Scilab Function

rpem - RPEM estimation

### Calling Sequence

[w1,[v]]=rpem(w0,u0,y0,[lambda,[k,[c]]])

### Parameters

• a,b,c : a=[a(1),...,a(n)], b=[b(1),...,b(n)], c=[c(1),...,c(n)]
• w0 : list(theta,p,phi,psi,l) where:
• theta : [a,b,c] is a real vector of order 3*n
• p : (3*n x 3*n) real matrix.
• phi,psi,l : real vector of dimension 3*n

During the first call on can take:

```theta=phi=psi=l=0*ones(1,3*n). p=eye(3*n,3*n)
```
• u0 : real vector of inputs (arbitrary size) (if no input take u0=[ ]).
• y0 : vector of outputs (same dimension as u0 if u0 is not empty). (y0(1) is not used by rpem).
• If the time domain is (t0,t0+k-1) the u0 vector contains the inputs

u(t0),u(t0+1),..,u(t0+k-1) and y0 the outputs

y(t0),y(t0+1),..,y(t0+k-1)

### Description

Recursive estimation of parameters in an ARMAX model. Uses Ljung-Soderstrom recursive prediction error method. Model considered is the following:

```y(t)+a(1)*y(t-1)+...+a(n)*y(t-n)=
b(1)*u(t-1)+...+b(n)*u(t-n)+e(t)+c(1)*e(t-1)+...+c(n)*e(t-n)
```

The effect of this command is to update the estimation of unknown parameter theta=[a,b,c] with

a=[a(1),...,a(n)], b=[b(1),...,b(n)], c=[c(1),...,c(n)].

### Optional parameters

• lambda : optional parameter (forgetting constant) choosed close to 1 as convergence occur:
• lambda=[lambda0,alfa,beta] evolves according to :

```lambda(t)=alfa*lambda(t-1)+beta
```

with lambda(0)=lambda0

k : contraction factor to be chosen close to 1 as convergence occurs.
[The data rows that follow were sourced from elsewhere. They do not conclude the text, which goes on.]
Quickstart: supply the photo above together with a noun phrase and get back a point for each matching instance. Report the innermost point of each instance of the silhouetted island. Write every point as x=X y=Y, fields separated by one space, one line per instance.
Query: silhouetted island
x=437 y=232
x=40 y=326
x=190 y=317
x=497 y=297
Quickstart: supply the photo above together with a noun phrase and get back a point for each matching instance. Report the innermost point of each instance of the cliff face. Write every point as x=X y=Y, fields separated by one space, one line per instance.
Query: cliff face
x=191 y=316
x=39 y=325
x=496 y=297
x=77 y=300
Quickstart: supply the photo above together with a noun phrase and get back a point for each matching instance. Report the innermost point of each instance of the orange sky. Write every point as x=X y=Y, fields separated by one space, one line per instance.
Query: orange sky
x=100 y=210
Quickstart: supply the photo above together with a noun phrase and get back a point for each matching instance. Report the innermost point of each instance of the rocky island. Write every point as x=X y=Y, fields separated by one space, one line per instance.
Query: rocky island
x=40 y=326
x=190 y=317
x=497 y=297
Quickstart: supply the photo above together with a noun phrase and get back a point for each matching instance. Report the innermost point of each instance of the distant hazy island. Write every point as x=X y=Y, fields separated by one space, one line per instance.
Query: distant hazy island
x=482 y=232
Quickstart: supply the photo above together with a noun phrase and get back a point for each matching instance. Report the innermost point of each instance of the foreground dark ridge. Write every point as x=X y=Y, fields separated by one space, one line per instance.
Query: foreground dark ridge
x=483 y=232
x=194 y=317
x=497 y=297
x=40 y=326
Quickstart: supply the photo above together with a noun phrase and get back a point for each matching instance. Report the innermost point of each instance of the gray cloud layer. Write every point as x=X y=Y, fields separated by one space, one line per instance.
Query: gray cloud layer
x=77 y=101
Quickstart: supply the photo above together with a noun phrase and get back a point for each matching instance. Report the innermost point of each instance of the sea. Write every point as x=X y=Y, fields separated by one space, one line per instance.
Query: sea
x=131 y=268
k=[k0,mu,nu] evolves according to:

```k(t)=mu*k(t-1)+nu
```

with k(0)=k0.

c : large parameter.(c=1000 is the default value).

### Output parameters:

w1: update for w0.

v: sum of squared prediction errors on u0, y0.(optional).

In particular w1(1) is the new estimate of theta. If a new sample u1, y1 is available the update is obtained by:

[w2,[v]]=rpem(w1,u1,y1,[lambda,[k,[c]]]). Arbitrary large series can thus be treated.